Thursday 21 January 2021

Treasured Possessions: Finding the Magic of Old Things

I love old things, and this is a post exploring why I find them magical. I'm writing it because the other day a friend shared a quote saying that when you buy new things, it devalues your old things. I disagreed. 

Don't get me wrong, I love getting new things. New books, new clothes, a lovely new coffee mug; these things delight me. But I also have things I've kept from my childhood that I'll never get rid of. Just opening up my battered copy of The Arabian Nights brings back the enchantment I felt when I first read the tales. 

My favourite old pair of jeans don't stop being my favourites when I buy a new pair - they'll need a lot of wearing in before they even have a chance of doing that. It's the same with shoes. My new slippers might be warm and cosy, but my flip-flops will be better when warm weather returns. With most shoes it takes a while for them to be comfortable and I only throw them out when they're beyond mending. Even then, I've usually become so attached to them that they've become almost part of my identity. I wonder if that's the reason behind the historic folkloric practice of people putting old shoes up in their lofts for protection?

I love the coffee mug I was given for Yule, but I still fill one from decades ago with coffee every morning. It doesn't matter that it's scratched and scuffed. It's become part of my routine and helps me get in the right frame of mind to start my work. I have new candleholders, but the ones my grandma once owned usually light my altar.

With jewellery, old is often better too. One of my most precious possessions is an amber necklace I inherited from my mother.

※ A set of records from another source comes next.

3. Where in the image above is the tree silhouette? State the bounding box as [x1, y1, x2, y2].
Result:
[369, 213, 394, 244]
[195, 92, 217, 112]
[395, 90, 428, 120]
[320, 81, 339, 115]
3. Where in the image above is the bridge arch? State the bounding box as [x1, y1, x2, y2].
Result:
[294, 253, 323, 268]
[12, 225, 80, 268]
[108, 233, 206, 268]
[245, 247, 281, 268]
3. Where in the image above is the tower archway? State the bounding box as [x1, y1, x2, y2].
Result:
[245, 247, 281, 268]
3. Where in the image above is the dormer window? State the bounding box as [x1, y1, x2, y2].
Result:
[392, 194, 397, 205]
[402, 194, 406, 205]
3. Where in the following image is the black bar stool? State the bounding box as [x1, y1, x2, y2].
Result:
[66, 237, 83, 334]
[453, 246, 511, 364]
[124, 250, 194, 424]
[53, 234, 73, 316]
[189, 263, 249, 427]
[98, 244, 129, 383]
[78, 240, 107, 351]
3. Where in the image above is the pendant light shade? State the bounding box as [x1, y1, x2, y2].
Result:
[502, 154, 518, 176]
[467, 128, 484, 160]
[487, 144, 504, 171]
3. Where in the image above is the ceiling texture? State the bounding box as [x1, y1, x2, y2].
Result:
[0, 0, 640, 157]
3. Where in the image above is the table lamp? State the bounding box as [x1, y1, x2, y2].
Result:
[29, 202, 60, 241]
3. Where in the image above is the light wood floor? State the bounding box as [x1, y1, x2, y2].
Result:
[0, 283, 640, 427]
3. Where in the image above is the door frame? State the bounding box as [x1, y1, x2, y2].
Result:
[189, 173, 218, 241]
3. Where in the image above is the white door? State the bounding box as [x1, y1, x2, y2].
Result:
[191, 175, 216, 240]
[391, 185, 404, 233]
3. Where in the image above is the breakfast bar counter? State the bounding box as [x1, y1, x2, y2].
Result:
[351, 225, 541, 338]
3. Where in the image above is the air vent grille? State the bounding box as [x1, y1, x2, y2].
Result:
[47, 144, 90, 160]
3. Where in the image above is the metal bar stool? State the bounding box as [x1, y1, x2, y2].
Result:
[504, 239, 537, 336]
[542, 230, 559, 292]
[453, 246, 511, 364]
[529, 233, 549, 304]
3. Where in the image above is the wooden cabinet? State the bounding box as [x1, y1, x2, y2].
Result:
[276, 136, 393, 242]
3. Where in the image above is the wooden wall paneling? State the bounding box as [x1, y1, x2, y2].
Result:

She in turn inherited it from my Polish great aunt, who inherited it from her mother. I don't know its history before that, or how long it had been passed down through the family or when it was made. And, of course, the amber itself is millions of years old. In witchcraft amber is associated with our ancient ancestors rather than just our grandmothers or great-grandmothers. No new necklace is going to devalue my amber beads.

There are many reasons why old thing seem more magical. Perhaps it's because we build up associations with those objects. Our memories of them and how they were used affects the way we think of them, and how they make us feel. It could be that objects pick up energy from the people who habitually use them, and how they were used. An animist view might be that everything has a spirit, and those spirits get older and more defined through time. Perhaps it's a mix of all those things.

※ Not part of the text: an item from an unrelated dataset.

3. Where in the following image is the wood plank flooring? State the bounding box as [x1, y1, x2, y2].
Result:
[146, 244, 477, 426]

You can use the magic of old things to add power to spells and rituals. Would a vintage glass that belonged to your grandmother be better than a brand new chalice in a ritual to honour the ancestors? Would a knife your grandfather used to sharpen pencils or open letters be the perfect athame to direct energy in a spell for communication? Would their wedding rings add extra symbolism to a spell to find true love? 

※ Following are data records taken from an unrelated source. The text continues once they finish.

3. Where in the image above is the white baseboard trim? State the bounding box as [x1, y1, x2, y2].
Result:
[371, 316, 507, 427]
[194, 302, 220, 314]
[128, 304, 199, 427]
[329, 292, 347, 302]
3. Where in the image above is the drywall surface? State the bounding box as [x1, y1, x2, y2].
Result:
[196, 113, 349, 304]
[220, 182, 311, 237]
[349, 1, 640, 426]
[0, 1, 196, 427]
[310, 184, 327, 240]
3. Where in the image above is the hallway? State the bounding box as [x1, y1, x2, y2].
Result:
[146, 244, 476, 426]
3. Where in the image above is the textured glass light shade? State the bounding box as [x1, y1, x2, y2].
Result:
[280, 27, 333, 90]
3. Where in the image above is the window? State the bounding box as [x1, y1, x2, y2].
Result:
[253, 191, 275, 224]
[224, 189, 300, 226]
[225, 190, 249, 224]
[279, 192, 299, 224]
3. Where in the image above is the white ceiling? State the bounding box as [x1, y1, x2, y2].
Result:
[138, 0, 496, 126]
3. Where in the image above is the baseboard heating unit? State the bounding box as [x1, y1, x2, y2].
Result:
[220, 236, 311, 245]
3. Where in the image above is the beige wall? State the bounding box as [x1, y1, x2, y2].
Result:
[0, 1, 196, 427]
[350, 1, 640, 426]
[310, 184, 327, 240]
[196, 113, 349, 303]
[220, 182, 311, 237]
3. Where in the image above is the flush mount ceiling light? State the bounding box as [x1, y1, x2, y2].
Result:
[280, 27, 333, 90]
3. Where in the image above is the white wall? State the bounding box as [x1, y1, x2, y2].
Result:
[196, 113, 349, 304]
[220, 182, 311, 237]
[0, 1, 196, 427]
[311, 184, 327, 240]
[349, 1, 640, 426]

Spellwork: Finding the Magic of Old Things in Your Home

Wander around your home and collect a few old things. They could be everyday items you often use, they could be things you keep for special occasions or sentimental value, or they could be objects you inherited but have tucked away in a drawer and almost forgotten. 

Find somewhere to sit with those items where you won't be disturbed. This could be at an altar or another special place you have set aside for spellwork, or it could be the living room when no one else is about. Cast a circle around yourself and the objects to create a safe and special space in which to work witchcraft. Then, spend a little time with each item. With all your senses and your magical intuition, contemplate what it means to you and what energy it has.

  • What do you know about this item?
  • What does it mean to you?
  • What does it feel like in your hands?
  • Does it have a smell of any kind and how does that make you feel?
  • How does its energy feel?
  • Can you sense the spirit of the item, or even some lingering connection with those who owned it in the past?
  • What will you do with it in future?
When you have finished, thank the items and any spirits you sensed, then uncast your circle. Ground by having something to eat and drink to help bring yourself back to the real world. 

The top photo show a very old candleholder I inherited; the lower picture shows a book from my childhood with a flower I found pressed inside it and a magnifying glass I still use to read small print, my favourite jeans, an old scarf, my amber necklace, my parents' wedding rings and items from my mother's sewing box that I still use.


Jane said...

I loved reading this post, Lucya. I too have objects that belonged to my forebears, now mostly deceased, and they live on my ancestors' altar along with photos, a bowl of grave dirt and a few flint tools I found in the garden, the ashes of Trevor, our most legendary and sorely missed cat, and an assortment of candles. It's amazing the wealth of memories they evoke when I hold them and look at them.

Badwitch said...

Thanks! How wonderful to find flint tools in your garden! I do think the idea of having ancestor altars is one of the great aspects of paganism.